Fitting Spherical Gaussians to Dynamic HDRI Sequences
Pascal Clausen, Li Ma, Mingming He, Ahmet Levent Tasel, Oliver Pilarski, Paul Debevec
TL;DR
This work tackles dynamic HDRI fitting by representing time-varying illumination with a temporally consistent mixture of anisotropic spherical Gaussians (ASGs). Each frame is modeled with a fixed number of ASGs and optimized using a composite loss that combines reconstruction accuracy, diffuse energy preservation, and temporal stability, with $L_R = \|I_{pred} - I_{gt}\|_1$, $L_D = \|D_{pred} - D_{gt}\|_1$, and $L_T = \sum_i \| (g_i^{t} - g_i^{t-1}) / \max_i\{ g_i^{t-1} \} \|_2$, while $I_{pred}(d) = \sum_i G_i(d)$ and $G_i(d) = c \exp(-\mu (d \cdot \mathbf{u}) - \lambda (d \cdot \mathbf{v}))$. The ASG parameters $g_i = (\mu_i, \lambda_i, \mathbf{u}_i, \mathbf{n}_i, c_i)$ are optimized per frame, with the first frame trained for 24{,}000 epochs and subsequent frames for 6{,}000 epochs using temporal regularization. The approach demonstrates that ~15 ASGs can effectively approximate ground-truth HDRIs across frequencies and roughness levels, enabling efficient rendering, but may struggle with fine reflections and sharp-angled lights, pointing to directions for future enhancement.
Abstract
We present a technique for fitting high dynamic range illumination (HDRI) sequences using anisotropic spherical Gaussians (ASGs) while preserving temporal consistency in the compressed HDRI maps.
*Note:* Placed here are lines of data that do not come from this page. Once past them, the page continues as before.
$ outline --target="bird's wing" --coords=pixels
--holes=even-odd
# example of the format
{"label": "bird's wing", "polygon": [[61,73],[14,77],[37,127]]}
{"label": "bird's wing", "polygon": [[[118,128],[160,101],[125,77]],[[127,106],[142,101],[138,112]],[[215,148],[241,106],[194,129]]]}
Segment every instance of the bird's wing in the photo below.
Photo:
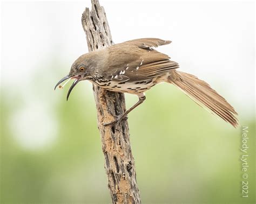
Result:
{"label": "bird's wing", "polygon": [[153,79],[172,69],[178,63],[152,47],[171,41],[157,38],[143,38],[116,44],[108,49],[109,60],[104,70],[106,77],[120,82]]}
{"label": "bird's wing", "polygon": [[132,44],[142,48],[152,50],[153,48],[157,48],[161,45],[170,44],[171,42],[170,40],[149,38],[136,39],[135,40],[126,41],[124,43]]}

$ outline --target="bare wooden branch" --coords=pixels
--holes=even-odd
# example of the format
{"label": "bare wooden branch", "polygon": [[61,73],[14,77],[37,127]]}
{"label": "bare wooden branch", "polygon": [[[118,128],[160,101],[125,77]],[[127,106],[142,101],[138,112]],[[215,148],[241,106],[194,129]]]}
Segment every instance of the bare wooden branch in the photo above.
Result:
{"label": "bare wooden branch", "polygon": [[[82,22],[90,52],[113,45],[110,30],[103,7],[92,0],[92,9],[86,8]],[[140,203],[134,161],[130,143],[127,121],[104,126],[103,124],[125,110],[123,94],[106,90],[93,85],[100,132],[105,168],[113,203]]]}

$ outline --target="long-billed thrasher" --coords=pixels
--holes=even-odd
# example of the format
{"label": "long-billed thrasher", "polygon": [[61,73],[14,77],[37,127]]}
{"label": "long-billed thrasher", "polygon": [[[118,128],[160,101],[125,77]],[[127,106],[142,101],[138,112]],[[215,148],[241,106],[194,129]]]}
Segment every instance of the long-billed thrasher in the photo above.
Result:
{"label": "long-billed thrasher", "polygon": [[85,80],[110,91],[138,95],[139,101],[108,123],[111,124],[120,122],[142,103],[146,99],[145,92],[165,82],[178,87],[197,103],[237,127],[237,113],[224,98],[205,81],[178,71],[177,62],[154,49],[171,43],[158,38],[138,39],[83,54],[72,65],[69,74],[57,83],[55,89],[71,78],[75,80],[68,92],[67,100],[74,87]]}

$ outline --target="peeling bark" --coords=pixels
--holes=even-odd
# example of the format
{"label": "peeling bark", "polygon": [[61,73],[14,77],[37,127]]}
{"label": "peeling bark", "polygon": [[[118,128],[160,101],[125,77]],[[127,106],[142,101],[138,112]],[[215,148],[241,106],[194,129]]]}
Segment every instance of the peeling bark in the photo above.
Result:
{"label": "peeling bark", "polygon": [[[113,45],[106,13],[98,0],[91,0],[92,9],[86,8],[82,22],[89,52]],[[105,168],[113,203],[140,203],[136,181],[134,160],[130,142],[128,123],[104,126],[114,116],[125,111],[123,93],[110,92],[96,85],[93,90],[98,116],[98,128],[105,157]]]}

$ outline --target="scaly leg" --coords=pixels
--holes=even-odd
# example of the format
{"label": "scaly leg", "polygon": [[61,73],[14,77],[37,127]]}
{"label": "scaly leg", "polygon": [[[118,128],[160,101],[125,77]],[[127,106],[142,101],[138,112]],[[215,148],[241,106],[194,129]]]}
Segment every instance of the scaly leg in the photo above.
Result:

Our approach begins with an optimization network that iteratively minimizes a composite loss function, which includes both reconstruction and diffuse losses. This allows us to represent all-frequency signals with a small number of ASGs, optimizing their directions, sharpness, and intensity simultaneously for an individual HDRI. To extend this optimization into the temporal domain, we introduce a temporal consistency loss, ensuring a consistent approximation across the entire HDRI sequence.